24 Şubat 2011 Perşembe

Anatoli Köyü / St John the Forerunner Manastırı


















Geçen hafta sonu Thessaly bölgesinde ve Larissaya bir saat uzaklıkta olan Anatoli köyüne doğru küçük bir minibüs ile hareket ettik. hava yağışlı olmasına rağmen çocuklar ile gitmeye karar vermiştik. zira minik kelebek haftasonunu iple çekiyordu.












Anatoli* köyünün içinden geçerek virajlı yolları tırmanıp,4 km uzaklıkta olan St John Manastırına (Anatoli Manastırı ) ulaştık. 1100 metre rakımda sislerin arasında, hafif çiseleyen yağmurda yürüyerek çam ağaçlarının arasına gizlenmiş manastıra ulaştık. eskinin yapının yanısıra 1980 de inşa edilen yeni bir manastırın kapısında bizi rahibeler karşılayıp içeri davet ettiler. Eski manastırın bir bölümü 1100 lerde yapılmaya başlanmış, 1600 lerde tamamlanmış.Bugün manastırda çeşitli ülkelerden olan 12 rahibe yaşamakta.


Rahibelerin çiftçilikte hayvancılıktan yapı ustalığına ellerinden bir çok iş gelmekteymiş. inek, keçi, koyun, tavşan besleyip etlerini satıp, sütlerinden yoğurt ve peynir yapıyorlar. organik tohumları toplayıp meyve ve sebze üretimi yapıyorlar. bunların yanısıra çay, baharat, sabun,reçel, bal, zeytinyağ, makarna ve tarhana yapıp satıyorlar. tespih, ikon, mozaik vb dini ürünleri de kendi atölyelerinde yapıyorlar. bu kadar ayrıntılı yazmamın nedeni üretkenlikleri dikkatimi çekti. sabah beşte kalkıp dua ile başlayan günlerine yedide kahvaltı, 12 de tekrar dua ile devam edip , sonra 1-2 saat kendilerine ayırdıkları zaman varmış, manastır gündelik işleri, sonra tekar akşam duası tamamlanacak işler ve gün sonu. çalışkanlıkları takdire değer. bir de hoş sohbet ve güler yüzlülüklerini eklemeliyim.
Kim olursak olalım ne yaparsak yapalım dönüşümüz yaradana.

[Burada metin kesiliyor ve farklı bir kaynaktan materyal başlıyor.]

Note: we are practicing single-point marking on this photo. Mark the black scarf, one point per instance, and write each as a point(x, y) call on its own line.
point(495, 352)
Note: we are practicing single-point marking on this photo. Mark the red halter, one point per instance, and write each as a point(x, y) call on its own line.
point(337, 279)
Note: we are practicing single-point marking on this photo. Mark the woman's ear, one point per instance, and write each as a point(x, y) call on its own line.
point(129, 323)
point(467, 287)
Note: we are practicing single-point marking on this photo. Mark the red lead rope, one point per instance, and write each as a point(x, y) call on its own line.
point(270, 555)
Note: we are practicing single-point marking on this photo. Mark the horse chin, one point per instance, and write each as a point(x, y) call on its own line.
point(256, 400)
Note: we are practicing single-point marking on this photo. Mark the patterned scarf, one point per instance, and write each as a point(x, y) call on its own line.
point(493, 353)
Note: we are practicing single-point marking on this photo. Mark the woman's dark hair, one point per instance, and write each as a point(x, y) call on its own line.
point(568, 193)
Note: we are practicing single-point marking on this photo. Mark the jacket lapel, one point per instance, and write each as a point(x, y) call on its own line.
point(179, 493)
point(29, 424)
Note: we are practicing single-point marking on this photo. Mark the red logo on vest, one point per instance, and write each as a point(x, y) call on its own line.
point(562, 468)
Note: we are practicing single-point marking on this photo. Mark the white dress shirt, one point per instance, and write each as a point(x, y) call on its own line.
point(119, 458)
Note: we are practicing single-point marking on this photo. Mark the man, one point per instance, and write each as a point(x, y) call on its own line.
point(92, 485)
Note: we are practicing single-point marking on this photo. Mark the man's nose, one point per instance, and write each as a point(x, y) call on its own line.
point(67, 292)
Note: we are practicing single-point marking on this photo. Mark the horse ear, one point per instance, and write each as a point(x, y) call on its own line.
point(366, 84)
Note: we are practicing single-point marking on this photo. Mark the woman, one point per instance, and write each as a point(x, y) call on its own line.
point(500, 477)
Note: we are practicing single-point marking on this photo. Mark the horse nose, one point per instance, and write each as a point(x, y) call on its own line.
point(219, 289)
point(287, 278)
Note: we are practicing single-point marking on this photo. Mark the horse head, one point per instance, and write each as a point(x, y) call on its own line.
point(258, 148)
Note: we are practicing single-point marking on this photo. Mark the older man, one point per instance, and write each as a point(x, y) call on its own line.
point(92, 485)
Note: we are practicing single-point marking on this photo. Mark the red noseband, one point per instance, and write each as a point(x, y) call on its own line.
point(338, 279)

* Anatoli adı bize Anadoluyu çağrıştırdığı için rahibelere sorduk. yunanca doğu anlamına geldiğini ve köyün Thesally bölgesinin doğu ucunda olduğu için güneşin buradan doğmaya başlaması nedeni ile bu isim verildiğini söylediler. Anadolu içinde bazı kaynaklarda küçük asya veya güneşin doğduğu yer anlamına gelen Anatoli kullanıldığı görülüyor.

1 yorum:

  1. Bence Manastirin en ilginc yani, dunyayi yakindan takip eden ve bir kac dili rahatlikla konusabilen rahibeleriydi. Bizim Turkiye'den geldigimizi ogrendiklerinde, biraz cekinik baslayan sohbetleri 5-10 dk icinde cok sicak bir havaya burundu. Beraber yasamanin zorluklari konusun da kisa bir egitim aldik.